Pioggia di bombe russe su Raqqa. L’incrociatore Moskva in aiuto dei francesi

La frase della svolta, Vladimir Putin, l’ha pronunciata ieri pomeriggio dalla sala operativa del ministero della Difesa a Mosca. Parlando via radio con il comandante dell’incrociatore Moskva, l’ammiraglia della flotta che dal Mediterraneo protegge le installazioni russe in Siria, il leader del Cremlino ha detto: «Un gruppo navale francese, guidato dalla portaerei Charles De Gaulle, sta arrivando nella sua zona di operazioni. Lei deve mettersi in contatto con i comandi e cooperare con loro come alleati».
Poche ore prima i Tupolev a lungo raggio dell’aviazione di Mosca avevano scatenato uno dei più letali attacchi aerei dall’inizio delle operazioni, bombardando Raqqa, roccaforte dell’Isis, colpita contemporaneamente da una pioggia di missili da crociera, lanciati da un sottomarino russo.
Nel giorno in cui riconosce anche lui che il charter della Metrojet con a bordo 224 turisti russi è stato abbattuto nei cieli del Sinai da una bomba messa nella carlinga da terroristi, Putin fa compiere un drammatico salto di qualità, militare e politica, all’intervento in Siria.

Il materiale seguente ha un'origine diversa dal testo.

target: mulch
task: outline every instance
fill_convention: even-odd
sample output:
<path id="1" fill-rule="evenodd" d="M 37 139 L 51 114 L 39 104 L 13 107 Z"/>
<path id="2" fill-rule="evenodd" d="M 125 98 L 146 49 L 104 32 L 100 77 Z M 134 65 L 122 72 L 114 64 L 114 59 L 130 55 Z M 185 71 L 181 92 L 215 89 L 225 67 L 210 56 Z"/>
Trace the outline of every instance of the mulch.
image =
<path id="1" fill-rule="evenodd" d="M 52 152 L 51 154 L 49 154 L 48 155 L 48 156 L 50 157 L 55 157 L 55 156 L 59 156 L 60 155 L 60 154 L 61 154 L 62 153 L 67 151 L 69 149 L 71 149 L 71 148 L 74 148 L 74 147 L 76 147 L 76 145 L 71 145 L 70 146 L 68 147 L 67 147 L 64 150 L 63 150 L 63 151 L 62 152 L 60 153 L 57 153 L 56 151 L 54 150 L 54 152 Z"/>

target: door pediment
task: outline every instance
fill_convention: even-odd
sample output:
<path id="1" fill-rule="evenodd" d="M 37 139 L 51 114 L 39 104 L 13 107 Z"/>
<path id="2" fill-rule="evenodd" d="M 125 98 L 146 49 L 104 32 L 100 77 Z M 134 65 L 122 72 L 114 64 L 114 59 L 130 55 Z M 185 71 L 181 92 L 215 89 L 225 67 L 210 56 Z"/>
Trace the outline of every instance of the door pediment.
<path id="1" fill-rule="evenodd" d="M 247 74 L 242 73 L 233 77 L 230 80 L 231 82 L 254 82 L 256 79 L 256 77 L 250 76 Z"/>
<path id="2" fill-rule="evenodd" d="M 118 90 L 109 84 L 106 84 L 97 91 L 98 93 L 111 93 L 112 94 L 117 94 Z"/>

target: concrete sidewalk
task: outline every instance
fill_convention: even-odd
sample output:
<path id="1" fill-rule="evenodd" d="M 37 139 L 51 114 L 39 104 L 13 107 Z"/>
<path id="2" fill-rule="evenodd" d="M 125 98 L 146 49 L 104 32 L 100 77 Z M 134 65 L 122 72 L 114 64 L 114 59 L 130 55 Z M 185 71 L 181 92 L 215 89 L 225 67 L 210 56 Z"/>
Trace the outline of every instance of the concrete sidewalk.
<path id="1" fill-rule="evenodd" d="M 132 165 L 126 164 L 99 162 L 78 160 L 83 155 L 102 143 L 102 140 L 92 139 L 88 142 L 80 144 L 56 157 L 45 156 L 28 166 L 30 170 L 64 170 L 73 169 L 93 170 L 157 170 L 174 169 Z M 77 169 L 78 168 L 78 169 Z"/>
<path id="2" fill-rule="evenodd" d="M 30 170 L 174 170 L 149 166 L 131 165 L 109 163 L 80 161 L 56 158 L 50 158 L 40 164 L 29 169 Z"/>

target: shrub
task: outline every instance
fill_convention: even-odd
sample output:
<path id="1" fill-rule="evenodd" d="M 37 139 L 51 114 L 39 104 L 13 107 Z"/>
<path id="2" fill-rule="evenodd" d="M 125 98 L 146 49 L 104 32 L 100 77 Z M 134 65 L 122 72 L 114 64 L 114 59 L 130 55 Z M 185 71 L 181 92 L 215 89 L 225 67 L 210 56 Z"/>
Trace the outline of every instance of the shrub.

È stato il capo dell’intelligence federale, Alexander Bortnikov ad ammettere per la prima volta, lunedì notte, quello che tutti sospettavano: «È stato un atto terroristico. Un ordigno artigianale è stato fatto esplodere poco dopo il decollo dell’aereo da Sharm el Sheikh». Bortnikov ha spiegato che la bomba conteneva almeno un chilo di TNT e che tracce di esplosivo non prodotto in Russia sono state trovate sulle lamiere e in numerosi oggetti recuperati sul luogo del disastro. Una ricompensa di 50 milioni di dollari è stata promessa a chiunque fornirà alle autorità moscovite informazioni utili alla cattura dei responsabili.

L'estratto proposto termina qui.